3.     Plaintiff’s Evidence

 

In opposition, Plaintiff advances two arguments regarding notice.  First Plaintiff argues that Defendant had constructive notice of the subject oily liquid substance on the floor but failed to detect and remedy the condition because of Defendant’s failure to meet the industry standard of care in maintaining the store’s floor surface in a reasonably safe condition.  Plaintiff advances the following Responses to Undisputed Material Facts (hereinafter RUMFs) in support of the contention:

 

 

(RUMFs 21, 25, 37.)  Plaintiff further advances the following Additional Material Facts (hereinafter AMFs) in support of the foregoing contention:

 

 

(AMFs 38, 40-41, 44-45, 47-50, 64-65.)  Although the foregoing facts are relevant generally to the issue of whether Defendant met its applicable duty of care in maintaining the premises in a reasonably safe condition, the Court determines that Plaintiff’s evidence fails to raise a triable issue of material fact as to whether Defendant had actual or constructive notice of the subject dangerous condition, the oily liquid substance on the floor. 

 

            As Defendant establishes above, Isabel Rivera, one of Defendant’s porters (Rivera), conducted a sweep of the area where Plaintiff fell about four minutes before the oily liquid substance appeared, and five minutes before Plaintiff’s fall.  Further, less than two minutes elapsed between the spill of the oily liquid substance on the floor, and Plaintiff walking onto the oily liquid substance and slipping.  Moreover, the Court finds that the supposed deficiencies in Defendant’s monitoring and maintenance of the floor do not counter (by raising triable issues of material fact) Defendant’s evidence that it did not have actual or constructive notice of the dangerous condition simply because it was not on the floor for a sufficient period of time. 

 

            Second, Plaintiff argues that she slipped and fell because of the introduction of the oily liquid substance onto inadequate slip resistance flooring which Plaintiff asserts Defendant had notice of due to incidents that occurred at Defendant’s other premises.  Plaintiff advances RUMF 13 as well as the following AMFs in support of this contention:

 

 

(RUMF 13; AMFs 58-62, 66-67.) 

 

“The pleadings play a key role in a summary judgment motion.  The function of the pleadings in a motion for summary judgment is to delimit the scope of the issues and to frame the outer measure of materiality in a summary judgment proceeding.  As our Supreme Court has explained it:  The materiality of a disputed fact is measured by the pleadings, which set the boundaries of the issues to be resolved at summary judgment.  Accordingly, the burden of a defendant moving for summary judgment only requires that he or she negate plaintiff's theories of liability as alleged in the complaint; that is, a moving party need not refute liability on some theoretical possibility not included in the pleadings.”  (Hutton v.

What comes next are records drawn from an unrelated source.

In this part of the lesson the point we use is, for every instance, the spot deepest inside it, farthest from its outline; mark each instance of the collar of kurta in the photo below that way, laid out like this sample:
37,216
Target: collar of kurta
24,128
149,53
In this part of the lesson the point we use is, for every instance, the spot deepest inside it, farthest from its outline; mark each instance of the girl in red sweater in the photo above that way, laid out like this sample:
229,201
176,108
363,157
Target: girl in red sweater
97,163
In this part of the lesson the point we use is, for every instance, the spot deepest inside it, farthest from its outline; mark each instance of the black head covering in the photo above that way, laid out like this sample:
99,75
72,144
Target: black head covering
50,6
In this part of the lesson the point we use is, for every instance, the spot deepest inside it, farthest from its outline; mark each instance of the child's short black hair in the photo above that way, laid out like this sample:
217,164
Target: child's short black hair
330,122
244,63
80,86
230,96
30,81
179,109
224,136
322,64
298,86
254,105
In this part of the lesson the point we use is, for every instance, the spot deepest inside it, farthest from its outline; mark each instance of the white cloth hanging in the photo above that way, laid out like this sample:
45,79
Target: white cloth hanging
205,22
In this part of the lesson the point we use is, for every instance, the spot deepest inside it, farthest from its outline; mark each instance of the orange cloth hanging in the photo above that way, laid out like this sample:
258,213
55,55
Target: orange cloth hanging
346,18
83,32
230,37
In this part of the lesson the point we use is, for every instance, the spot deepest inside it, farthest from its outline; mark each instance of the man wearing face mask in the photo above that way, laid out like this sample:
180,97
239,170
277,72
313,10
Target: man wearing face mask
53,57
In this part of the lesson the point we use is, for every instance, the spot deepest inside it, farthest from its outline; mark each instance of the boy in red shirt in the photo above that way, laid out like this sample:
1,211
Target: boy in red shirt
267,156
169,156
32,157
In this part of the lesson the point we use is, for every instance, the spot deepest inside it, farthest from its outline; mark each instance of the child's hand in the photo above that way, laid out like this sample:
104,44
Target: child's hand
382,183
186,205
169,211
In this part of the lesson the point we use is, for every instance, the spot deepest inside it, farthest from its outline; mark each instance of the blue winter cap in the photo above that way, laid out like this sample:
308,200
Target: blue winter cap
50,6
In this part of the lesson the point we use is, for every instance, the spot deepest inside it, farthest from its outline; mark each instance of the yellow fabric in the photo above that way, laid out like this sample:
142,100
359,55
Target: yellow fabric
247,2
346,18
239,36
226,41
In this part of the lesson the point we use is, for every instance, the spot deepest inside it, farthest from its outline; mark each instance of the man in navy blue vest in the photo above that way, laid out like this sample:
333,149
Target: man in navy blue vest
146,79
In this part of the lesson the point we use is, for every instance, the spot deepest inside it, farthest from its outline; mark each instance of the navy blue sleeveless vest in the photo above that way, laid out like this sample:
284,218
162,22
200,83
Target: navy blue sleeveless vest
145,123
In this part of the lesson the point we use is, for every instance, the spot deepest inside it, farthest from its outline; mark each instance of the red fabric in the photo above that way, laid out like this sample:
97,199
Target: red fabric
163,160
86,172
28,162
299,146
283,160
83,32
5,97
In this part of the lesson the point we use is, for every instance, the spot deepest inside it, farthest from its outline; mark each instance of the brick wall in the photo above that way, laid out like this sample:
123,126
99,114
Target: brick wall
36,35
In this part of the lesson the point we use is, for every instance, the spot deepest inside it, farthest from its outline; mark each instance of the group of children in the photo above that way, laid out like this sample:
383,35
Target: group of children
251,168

Fidelity National Title Co. (2013) 213 Cal.App.4th 486, 493 [cleaned up]; see also Laabs v. City of Victorville (2008) 163 Cal.App.4th 1242, 1258 [“The complaint limits the issues to be addressed at the motion for summary judgment. The rationale is clear: It is the allegations in the complaint to which the summary judgment motion must respond”].) 

 

            Here Plaintiff alleges in the complaint the following:

 

 

(Complaint, ¶¶ 8, 14, 20, emphasis added.)   

 

            Thus, Defendant has addressed the factual issues in the motion that were framed by Plaintiff in her complaint:  whether Plaintiff fell or slipped on an oily liquid substance and/or whether Defendant had actual or constructive knowledge of the oily liquid substance before Plaintiff fell or slipped?  Plaintiff did not previously raise in her complaint that she slipped and fell because the flooring in Defendant’s store had low slip resistance when a foreign substance materializes on said flooring.  Consequently, Plaintiff cannot defeat the motion for summary judgment by attempting to raise a triable issue of material fact based on a factual assertion not raised in the pleadings. 

 

            In short, the Court finds Plaintiff has failed to meet her burden of production in raising triable issues of material fact as to whether Defendant had actual or constructive notice of a dangerous condition -- the oily liquid substance on the floor of the store. 

           

CONCLUSION AND ORDER

 

In considering the competent evidence proffered by Plaintiff and Defendant, and viewing such evidence most favorable to Plaintiff, the Court finds that there are no triable issues of material fact regarding whether Defendant had actual or constructive notice of the subject oily liquid substance on the floor of its store before Plaintiff slipped and fell.  In other words, the Court finds that as a matter of law, Defendant had no actual or constructive knowledge of any dangerous condition that may have caused or contributed to Plaintiff slipping and falling. 

 

Consequently, Plaintiff cannot prevail on the causes of action for negligence and premises liability against Defendant, and the Court grants Defendant’s motion for summary judgment.  Defendant shall provide notice of the Court’s ruling and file a proof of service of the same. 

 



[1] In Plaintiff’s Response to Undisputed Material Fact No. 12, Plaintiff makes a single request for additional time to conduct discovery to dispute Undisputed Material Fact No. 12, pursuant to Code of Civil Procedure section 437c, subdivision (h).  Under Code of Civil Procedure section 437c, subdivision (h), “[a] party seeking a continuance [of a summary judgment hearing] must show: (1) the facts to be obtained are essential to opposing the motion; (2) there is reason to believe such facts may exist; and (3) the reasons why additional time is needed to obtain these facts.”  (Santos v. Crenshaw Manufacturing, Inc. (2020) 55 Cal.App.5th 39, 47; see also Code Civ. Proc., § 437, subd. (h).)  “Continuance of a summary judgment hearing is not mandatory, however, when no affidavit is submitted or when the submitted affidavit fails to make the necessary showing under section 437c, subdivision (h).”  (Menges v. Department of Transportation (2020) 59 Cal.App.5th 13, 25 [cleaned up].)  Here the Court finds that Plaintiff failed to submit an affidavit in support of her request, and the Court notes that she makes no mention of the request in her other opposition papers.  Accordingly, the Court denies Plaintiff’s request to continue the hearing on the motion for summary judgment as procedurally defective.